Burning the Demons
Embracing the Future

In 1997 Burning the Demons Embracing the Future marked a new departure in community organising and the beginning of a fifteen-year journey towards social, economic and cultural change. That year the Rialto Youth Project leadership convened a planning weekend at Invern, Galway. The Network Drugs Team also participated along with local artist Chris Maguire. The Burning the Demons, Embracing the Future event was a big moment for the youth project and its origins can be traced back to that planning weekend at which Charlie O’Neill proposed the notion of a photo realist project with a number of phases.

Coordinated by Chris Maguire from the outset, young people were given cameras and sent out to take pictures of what it’s like to live in Rialto. Using St. Andrew’s as a base, the resulting photographs were laid out and with facilitation by Charlie O’Neill, the 10 most representative images were chosen. A further session at Charlie’s studio at Public Communications Centre (PCC) honed it down to a defining, composit image.

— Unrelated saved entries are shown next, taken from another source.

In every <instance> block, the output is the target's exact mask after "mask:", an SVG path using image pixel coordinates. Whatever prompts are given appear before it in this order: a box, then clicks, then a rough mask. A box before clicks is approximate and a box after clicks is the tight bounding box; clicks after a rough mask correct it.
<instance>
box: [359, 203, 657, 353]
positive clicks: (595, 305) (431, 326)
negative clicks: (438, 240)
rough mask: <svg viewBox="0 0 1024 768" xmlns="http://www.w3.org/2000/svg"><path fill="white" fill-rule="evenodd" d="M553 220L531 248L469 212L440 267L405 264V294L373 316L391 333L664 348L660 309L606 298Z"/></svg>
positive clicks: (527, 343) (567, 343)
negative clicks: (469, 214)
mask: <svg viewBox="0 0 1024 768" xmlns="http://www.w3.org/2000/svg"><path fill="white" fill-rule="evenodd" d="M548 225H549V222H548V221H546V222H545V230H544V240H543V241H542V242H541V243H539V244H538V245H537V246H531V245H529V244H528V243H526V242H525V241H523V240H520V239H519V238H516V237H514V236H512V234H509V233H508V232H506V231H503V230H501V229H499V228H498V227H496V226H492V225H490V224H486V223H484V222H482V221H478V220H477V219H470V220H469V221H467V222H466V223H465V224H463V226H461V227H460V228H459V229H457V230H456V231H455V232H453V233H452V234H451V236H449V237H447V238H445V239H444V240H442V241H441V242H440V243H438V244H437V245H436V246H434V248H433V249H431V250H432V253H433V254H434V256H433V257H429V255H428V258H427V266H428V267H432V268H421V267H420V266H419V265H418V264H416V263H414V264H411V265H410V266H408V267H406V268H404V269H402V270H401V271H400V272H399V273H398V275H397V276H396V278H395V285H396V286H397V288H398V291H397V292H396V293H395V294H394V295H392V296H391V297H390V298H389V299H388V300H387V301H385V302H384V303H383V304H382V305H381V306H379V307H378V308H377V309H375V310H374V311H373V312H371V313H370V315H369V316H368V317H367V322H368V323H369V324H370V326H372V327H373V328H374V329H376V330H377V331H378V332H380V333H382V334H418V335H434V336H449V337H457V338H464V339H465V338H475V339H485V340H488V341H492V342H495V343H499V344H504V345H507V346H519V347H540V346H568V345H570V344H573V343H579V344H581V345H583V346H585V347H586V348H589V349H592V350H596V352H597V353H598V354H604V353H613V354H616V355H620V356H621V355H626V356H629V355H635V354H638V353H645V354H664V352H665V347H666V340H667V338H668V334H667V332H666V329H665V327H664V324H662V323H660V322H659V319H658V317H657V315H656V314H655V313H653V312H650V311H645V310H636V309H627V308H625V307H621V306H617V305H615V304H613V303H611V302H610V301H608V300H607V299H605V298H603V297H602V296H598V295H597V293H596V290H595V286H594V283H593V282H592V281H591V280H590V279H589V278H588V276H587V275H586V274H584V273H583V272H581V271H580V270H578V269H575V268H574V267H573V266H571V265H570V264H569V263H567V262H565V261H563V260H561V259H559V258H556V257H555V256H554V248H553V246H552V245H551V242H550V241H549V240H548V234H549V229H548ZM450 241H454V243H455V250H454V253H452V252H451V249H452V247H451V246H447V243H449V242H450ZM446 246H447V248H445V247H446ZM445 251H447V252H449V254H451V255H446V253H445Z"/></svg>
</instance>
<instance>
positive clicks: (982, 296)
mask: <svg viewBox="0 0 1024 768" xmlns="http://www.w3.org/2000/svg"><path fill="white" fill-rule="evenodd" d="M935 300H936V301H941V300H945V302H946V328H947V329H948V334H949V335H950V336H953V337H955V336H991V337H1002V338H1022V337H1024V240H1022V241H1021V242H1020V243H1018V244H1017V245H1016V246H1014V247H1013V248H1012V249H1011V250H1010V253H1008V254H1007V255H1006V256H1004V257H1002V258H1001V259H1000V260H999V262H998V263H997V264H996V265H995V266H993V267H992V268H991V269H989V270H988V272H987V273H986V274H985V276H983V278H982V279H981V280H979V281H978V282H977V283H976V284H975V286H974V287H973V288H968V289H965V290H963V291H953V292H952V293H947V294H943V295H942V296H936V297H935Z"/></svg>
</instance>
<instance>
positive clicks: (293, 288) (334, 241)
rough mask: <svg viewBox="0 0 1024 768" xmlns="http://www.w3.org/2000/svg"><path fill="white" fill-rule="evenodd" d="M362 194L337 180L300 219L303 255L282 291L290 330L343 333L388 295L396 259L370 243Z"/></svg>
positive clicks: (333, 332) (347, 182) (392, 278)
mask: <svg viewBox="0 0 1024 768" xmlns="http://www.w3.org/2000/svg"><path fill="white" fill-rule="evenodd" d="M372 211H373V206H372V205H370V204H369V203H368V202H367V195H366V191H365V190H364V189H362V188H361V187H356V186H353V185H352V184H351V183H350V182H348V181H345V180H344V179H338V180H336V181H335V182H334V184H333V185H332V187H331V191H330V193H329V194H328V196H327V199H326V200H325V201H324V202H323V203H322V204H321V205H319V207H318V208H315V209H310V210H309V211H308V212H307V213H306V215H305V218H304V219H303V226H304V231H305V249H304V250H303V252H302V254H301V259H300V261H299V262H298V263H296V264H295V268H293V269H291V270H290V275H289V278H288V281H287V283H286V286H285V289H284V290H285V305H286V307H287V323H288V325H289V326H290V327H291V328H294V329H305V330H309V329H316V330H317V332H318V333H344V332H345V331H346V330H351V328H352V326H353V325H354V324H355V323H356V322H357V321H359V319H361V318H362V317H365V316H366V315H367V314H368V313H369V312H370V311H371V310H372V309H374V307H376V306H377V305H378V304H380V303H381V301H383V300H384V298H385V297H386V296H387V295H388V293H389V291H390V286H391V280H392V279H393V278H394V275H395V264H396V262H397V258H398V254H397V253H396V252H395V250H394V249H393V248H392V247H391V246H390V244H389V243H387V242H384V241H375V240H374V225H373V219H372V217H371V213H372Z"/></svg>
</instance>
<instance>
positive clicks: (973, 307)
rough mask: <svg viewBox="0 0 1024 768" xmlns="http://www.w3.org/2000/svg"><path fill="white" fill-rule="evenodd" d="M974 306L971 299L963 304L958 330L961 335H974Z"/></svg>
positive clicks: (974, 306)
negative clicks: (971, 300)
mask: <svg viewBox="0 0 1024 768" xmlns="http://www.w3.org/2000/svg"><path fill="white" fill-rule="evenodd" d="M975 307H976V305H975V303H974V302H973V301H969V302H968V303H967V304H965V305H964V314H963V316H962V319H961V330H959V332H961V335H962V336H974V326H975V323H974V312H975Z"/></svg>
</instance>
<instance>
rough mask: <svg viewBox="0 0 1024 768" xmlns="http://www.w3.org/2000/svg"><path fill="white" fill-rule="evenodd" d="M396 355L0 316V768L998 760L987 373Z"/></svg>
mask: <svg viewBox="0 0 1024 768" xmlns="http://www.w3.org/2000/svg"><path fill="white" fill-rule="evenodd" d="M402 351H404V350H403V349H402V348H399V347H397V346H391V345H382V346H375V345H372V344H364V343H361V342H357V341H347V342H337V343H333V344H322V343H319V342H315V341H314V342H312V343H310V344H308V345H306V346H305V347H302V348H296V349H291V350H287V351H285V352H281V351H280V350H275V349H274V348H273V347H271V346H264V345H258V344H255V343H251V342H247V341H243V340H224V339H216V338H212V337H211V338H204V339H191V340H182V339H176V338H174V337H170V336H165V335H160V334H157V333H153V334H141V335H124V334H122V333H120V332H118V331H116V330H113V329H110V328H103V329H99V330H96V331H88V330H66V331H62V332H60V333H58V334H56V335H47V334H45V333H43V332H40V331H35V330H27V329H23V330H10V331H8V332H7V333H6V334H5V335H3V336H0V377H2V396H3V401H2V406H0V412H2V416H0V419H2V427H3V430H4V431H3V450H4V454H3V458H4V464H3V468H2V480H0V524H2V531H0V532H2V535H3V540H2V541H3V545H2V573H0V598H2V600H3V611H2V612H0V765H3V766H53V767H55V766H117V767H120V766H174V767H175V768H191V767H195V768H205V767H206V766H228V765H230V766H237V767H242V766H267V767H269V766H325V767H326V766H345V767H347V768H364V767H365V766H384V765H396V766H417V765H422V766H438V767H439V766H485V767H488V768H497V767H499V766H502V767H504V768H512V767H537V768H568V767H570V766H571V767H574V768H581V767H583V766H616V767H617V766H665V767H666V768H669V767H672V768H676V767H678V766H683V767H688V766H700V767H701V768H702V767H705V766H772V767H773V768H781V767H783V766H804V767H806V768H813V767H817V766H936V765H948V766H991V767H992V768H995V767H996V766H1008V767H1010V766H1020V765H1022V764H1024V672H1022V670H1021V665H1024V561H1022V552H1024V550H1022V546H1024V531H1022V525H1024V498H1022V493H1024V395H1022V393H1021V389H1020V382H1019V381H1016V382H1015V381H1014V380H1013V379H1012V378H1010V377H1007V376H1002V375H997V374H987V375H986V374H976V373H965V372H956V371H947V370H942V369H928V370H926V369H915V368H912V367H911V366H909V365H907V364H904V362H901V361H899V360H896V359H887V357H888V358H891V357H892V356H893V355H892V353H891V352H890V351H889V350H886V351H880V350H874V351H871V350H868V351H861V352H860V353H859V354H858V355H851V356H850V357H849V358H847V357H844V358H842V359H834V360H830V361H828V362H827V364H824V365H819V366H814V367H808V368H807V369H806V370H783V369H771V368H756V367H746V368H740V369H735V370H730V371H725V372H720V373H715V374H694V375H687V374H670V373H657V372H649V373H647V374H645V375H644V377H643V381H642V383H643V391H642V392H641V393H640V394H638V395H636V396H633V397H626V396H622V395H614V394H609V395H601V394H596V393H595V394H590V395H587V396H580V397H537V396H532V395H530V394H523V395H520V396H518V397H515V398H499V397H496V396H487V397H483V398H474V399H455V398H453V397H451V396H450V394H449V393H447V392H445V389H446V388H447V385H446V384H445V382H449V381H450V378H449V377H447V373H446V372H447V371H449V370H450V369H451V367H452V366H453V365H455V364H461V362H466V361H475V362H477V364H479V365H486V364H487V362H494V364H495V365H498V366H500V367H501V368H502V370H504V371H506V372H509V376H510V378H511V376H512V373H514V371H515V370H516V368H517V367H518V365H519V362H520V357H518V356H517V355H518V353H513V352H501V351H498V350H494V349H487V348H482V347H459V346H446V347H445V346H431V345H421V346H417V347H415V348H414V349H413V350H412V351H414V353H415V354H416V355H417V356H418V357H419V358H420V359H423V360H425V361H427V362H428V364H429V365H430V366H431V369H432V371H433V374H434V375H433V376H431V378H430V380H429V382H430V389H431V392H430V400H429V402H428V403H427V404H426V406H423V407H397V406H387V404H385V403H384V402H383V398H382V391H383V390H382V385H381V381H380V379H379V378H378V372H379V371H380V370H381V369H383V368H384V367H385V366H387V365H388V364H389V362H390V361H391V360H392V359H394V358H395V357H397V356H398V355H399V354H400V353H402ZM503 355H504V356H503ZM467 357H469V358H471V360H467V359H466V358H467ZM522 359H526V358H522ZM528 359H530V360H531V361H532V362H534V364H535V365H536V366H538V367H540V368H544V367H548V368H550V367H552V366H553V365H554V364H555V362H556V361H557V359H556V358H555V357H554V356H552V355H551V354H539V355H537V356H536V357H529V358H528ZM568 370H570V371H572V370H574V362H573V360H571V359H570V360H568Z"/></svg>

In the next phase of the process, Chris Maguire worked with the local young people engaged with the project to make a mural based on the image. When the mural was finished in September it was mounted on the building in St. Andrew’s. Its appearance there changed the process from a youth project to a community development project. Middle class residents responded negatively to the mural as a defining image of Rialto. In response, Niall O’Baoill produced an explanatory leaflet on the project which was distributed to every household in Rialto.

It was only at that later phase of the project that the proposal to burn the mural and the symbolism of that idea came into focus. Breakfast meetings were organised to inform the community about the project and the idea of a public, parade event around burning the mural. In response a group of local women presented 75 pounds collected to support the project. It was evolving into more of a parade event.

The Burning the Demons, Embracing the Future event became a very significant moment. While the process had started in late September, by October young people had not yet fully bought in: they were gathering wood for the Halloween bonfire. A group of men, including youth worker Paul O’Shaughnessy and volunteer John Bissett volunteered to be on site with screw guns to stack the pallets for the fire sculpture. A pyrotechnics man known locally as Seamus The Firestarter directed how the bonfire was to be built. Youth workers realised that the Rialto Majorettes and other groups were coming to join the parade. The site at St. Andrew’s became a frenetic scene of construction.